Great British Life: The views across Garstang to the seaThe views across Garstang to the sea (Image: Keith Carter)

Cross the road to a stile nearly opposite, then the gallops where the racehorses are trained and enter a rough paddock, keeping along the left-hand boundary through two fields with a lone wind turbine over to the right. Crest a brow and pause to take in the fine view to the west, including the scattered conurbation of Garstang, the M6, the River Wyre and the broad coastal plain stretching to the blue line of the sea in the distance.

We descend the hill to Heald Farm where we had to wait while the farmer and his wife sorted out the lambs for market. They had lost two bulls recently, one from a stroke, the other from catching ‘his bits’ on some barbed wire. The trials of the farming life! As walkers we are outsiders really, passing through working farms without adding anything to the daily round. Leave the farmyard by a stile on the right that leads through an overgrown paddock to cut off the corner and meet the farm access lane where we go right and walk downhill to join a road at a bend with a cottage on the corner.

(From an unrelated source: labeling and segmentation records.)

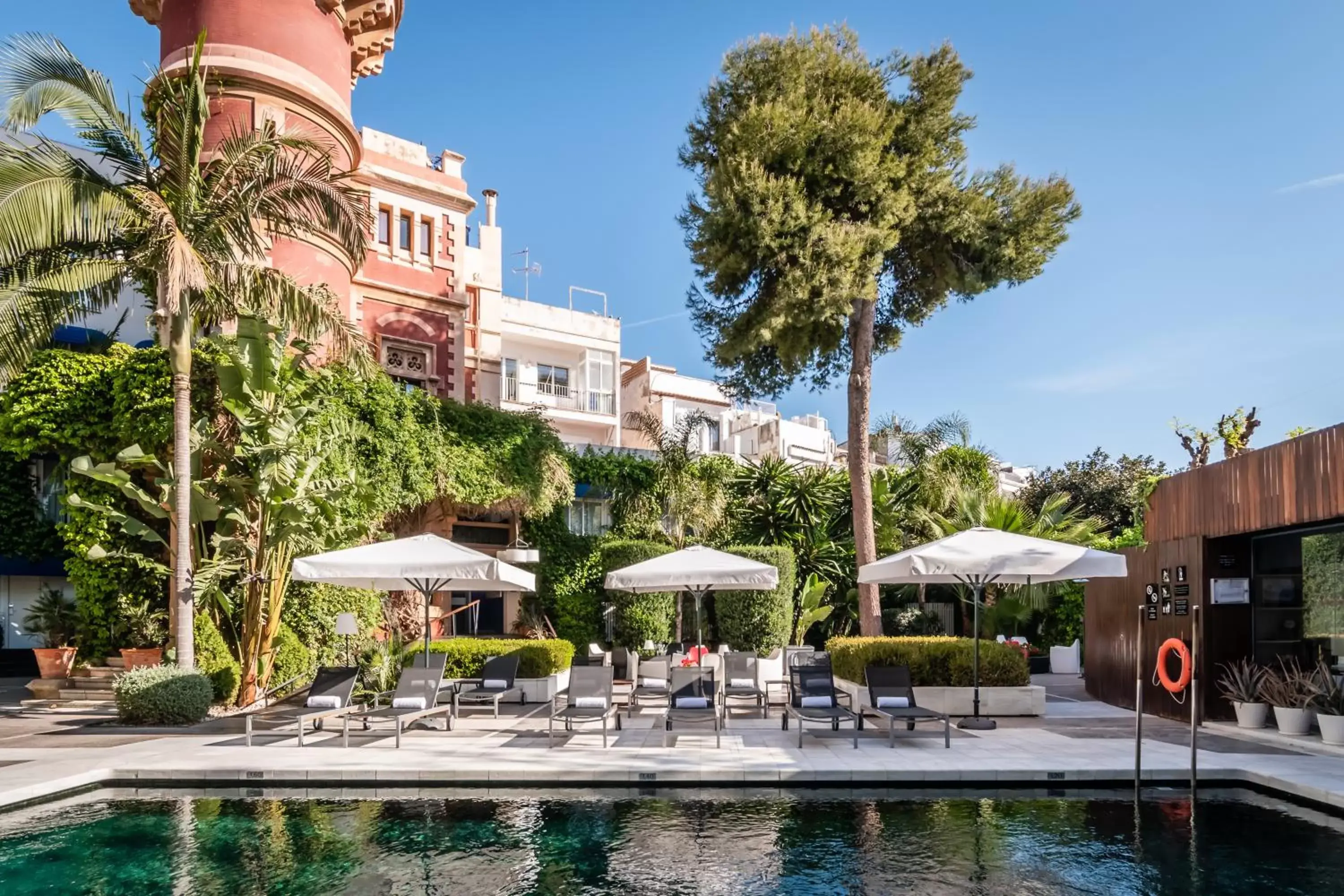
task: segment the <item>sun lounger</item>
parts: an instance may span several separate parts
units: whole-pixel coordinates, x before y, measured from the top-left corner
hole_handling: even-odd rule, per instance
[[[480,678],[469,678],[478,684],[470,688],[458,688],[453,692],[453,715],[462,715],[462,705],[484,707],[489,705],[495,711],[495,717],[500,717],[500,700],[511,693],[517,695],[517,701],[527,703],[523,689],[515,684],[517,678],[517,654],[505,653],[503,657],[489,657],[481,666]]]
[[[757,656],[754,652],[730,652],[723,654],[723,724],[728,724],[728,700],[755,700],[765,719],[769,709],[765,690],[757,681]]]
[[[349,746],[349,723],[364,723],[364,731],[380,721],[391,721],[396,727],[396,747],[402,746],[402,732],[417,721],[423,721],[433,716],[444,716],[444,731],[453,729],[453,704],[441,704],[438,693],[444,688],[444,665],[448,657],[437,653],[430,654],[429,668],[419,665],[419,658],[413,665],[402,669],[396,678],[395,690],[384,690],[374,696],[374,708],[352,712],[343,719],[341,744]],[[387,700],[387,705],[383,705]]]
[[[887,720],[887,746],[896,746],[896,725],[905,723],[914,731],[917,721],[941,721],[942,746],[952,748],[952,721],[945,713],[925,709],[915,703],[915,689],[910,684],[909,666],[868,666],[863,670],[868,684],[871,712]]]
[[[243,715],[243,743],[251,747],[253,732],[259,727],[278,731],[294,725],[298,729],[298,746],[302,747],[304,731],[309,723],[313,731],[321,731],[325,719],[337,719],[364,708],[363,704],[351,704],[358,677],[359,669],[323,666],[304,690],[265,709]]]
[[[601,721],[602,746],[606,747],[607,721],[616,719],[616,729],[621,729],[621,713],[612,696],[613,681],[612,666],[571,666],[570,686],[555,695],[551,705],[546,746],[555,746],[555,720],[559,719],[564,723],[564,731],[574,731],[577,724]],[[560,705],[562,699],[563,705]]]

Keep left then straight on, joining Parkhead Lane for a while. At the end of the lane the tarmac runs out by the stone gateposts of Beesley’s Farm and we continue on the gravel track for a further 50 yards to find a stile on the left half hidden in a holly hedge. This brings us onto a green way enclosed on both sides and at a gate way we are confronted by the M6 a field away and we follow paths parallel with it for the next part of the walk.

Keep the boundary hedge on your left and on reaching a wood, enter it by a stile and go through the trees, over a footbridge and out into a field by another stile. Looking ahead you see a large barn and the right of way goes to the left of it where a stile is concealed in a hedge. Cross a lane to the farm on the right where they breed Welsh Cobs then continue across two fields one with a footbridge across a stream and join a further lane at Lees Farm.

Great British Life: Lappet Mill produces Arab head shawlsLappet Mill produces Arab head shawls (Image: Keith Carter)

Turn right and walk along the lane as far as a junction then turn right, cross a bridge over the motorway and on the far side is the Kenlis Arms pub. But be warned – they don’t open at lunchtime Mondays, Tuesdays or Wednesdays. Just our luck to arrive on a Tuesday! Retrace your steps to the junction and keep right, staying on the road as far as Bell Lane where we turn left, the road rising to a left hand bend at the entrance to Sullom End.

Continue past Eccles Farm and at the next intersection keep right onto Strickens Lane and at the first house on the right, Sullom Side, take the opening that leads past the house to a gate onto open fields. An ancient track climbs to a brow and as you level out the view ahead of the Bleasdale Fells is stunning. Descend beside a right-hand fence and enter a wood by a gate, the path leading downhill through the trees to the valley bottom through which the River Calder runs. Keep left where the path divides and follow a clear track passing a row of mill-workers’ cottages to emerge in Calder Vale almost opposite the stone steps that were our starting point.

Compass points

Great British Life: Mill workers' cottages in Calder ValeMill workers' cottages in Calder Vale (Image: Keith Carter)

Area of walk: Calder Vale

Distance: 5 miles

Time to allow: 3 hours

Map: OS Explorer OL41 Forest of Bowland and Ribblesdale

Refreshments: Kenlis Arms Barnacre, closed lunchtime Mon/Tues/Wed

Disabled access: Not suitable for wheelchair or pushchair users.